DW: How did SHPE change after you arrived?
PM: We created a five-year plan two years into my tenure. The organization had done a phenomenal job of building volunteers over the years, but in order to take the organization to the next level, it needed an infrastructure to sustain growth. So that’s when the board decided to transition to needing a staff to manage things, and then marry that to the volunteer vision, to make the organization even more powerful.
DW: Which branch of engineering is the main focus for SHPE?
PM: We run the gamut, but I think the biggest challenge we have had is to grow the number of Latino students that will go into technology—and not just the Googles, the Yahoo!s, the Amazons. Students think, “I’ll get a computer science or IT or engineering degree, and I’ll end up at Google,” but every single industry—small, large—has a need for that technology. You can end up at Merrill Lynch or at Ralph’s supermarkets. So we need to get our community excited about the fact that the sky’s the limit.
DW: How are you getting that message to students?
PM: At SHPE we have a lot of success with Science Nights, where we increase awareness of engineering careers and college options for students. We also have a parent component, which is critical. Otherwise, what would happen is we would get a kid excited about science and math, and she’d go home and say, “Mom, I want to be an engineer,” and the mom would say, “Honey, I’d love that, but I can’t afford college.” So our goal became educating the families.
Parents often don’t know that there are resources for college, scholarships, and support.
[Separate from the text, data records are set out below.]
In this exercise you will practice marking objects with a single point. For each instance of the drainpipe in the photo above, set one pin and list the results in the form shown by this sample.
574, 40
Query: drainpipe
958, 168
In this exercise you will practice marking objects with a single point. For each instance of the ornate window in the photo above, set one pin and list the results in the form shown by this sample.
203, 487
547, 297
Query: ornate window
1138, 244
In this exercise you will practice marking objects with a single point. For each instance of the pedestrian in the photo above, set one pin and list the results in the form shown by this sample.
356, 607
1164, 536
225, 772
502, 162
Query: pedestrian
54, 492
We have to start at that baseline of awareness and talk to the parents and the grandparents. The Latino community is a family model—that’s how they make decisions.
Now, when a child comes and says, “I want to be an engineer,” parents can say, “I know how to help,” and guide them through.
DW: Who was your mentor growing up?
PM: I grew up in the United States with a single mom—my father stayed in South America. But for me, the person who was most influential in my life was my older brother. He went to Vietnam, served in the military, and ultimately ended up at UCLA. My mother was very traditional and wanted me to be a secretary—to take typing classes—because that was all she knew. My brother was the one who grabbed me by the hand and showed me there was college, and other options, and that really opened my eyes.
What I say to young women now is look at the nontraditional role models, mentors, and supporters, who could be male, even a male of different ethnicity than you. It’s about finding that person who is doing what you dream of doing and asking him or her to mentor and guide you. That person can open the doors and show you how to overcome challenges.
DW: What do you think needs to happen to get girls more engaged with STEM?
PM: I saw a study about this—inspiring girls in math and engineering, and inspiring them in general. It was interesting: How we inspire a young girl is not necessarily how we would inspire a boy. The study said that to get a girl to say that science and math are something she loves is based on the fact that she might want to help the environment or come up with the medical technology to cure a disease. The motivator may be a human problem that you use math and science to solve. If we can communicate to her that if her grandmother has diabetes, she could be the scientist who finds the cure for diabetes, that opens up her world to see math and science as exciting and something that motivates her.
Of all the things I do, I am the happiest when I have a young girl or boy in front of me and I ask what their dream is, and I can share examples of how they can achieve it. Everything else we do—the financial, the strategic planning, the going after grants—is all for that one moment, with that child, to get them on that path.
DW: What’s your favorite thing in your office?
PM: My girlfriend gave it to me. It’s this little cube with a candle on top, and it says, “Dance like no one is looking, Love like you’ve never been hurt …” —four sayings about embracing the moment, taking risks, and forgetting what others say, and just going for it. That’s how I choose to live my life. DW
Katrina Brown Hunt is a frequent contributor to Diversity Woman.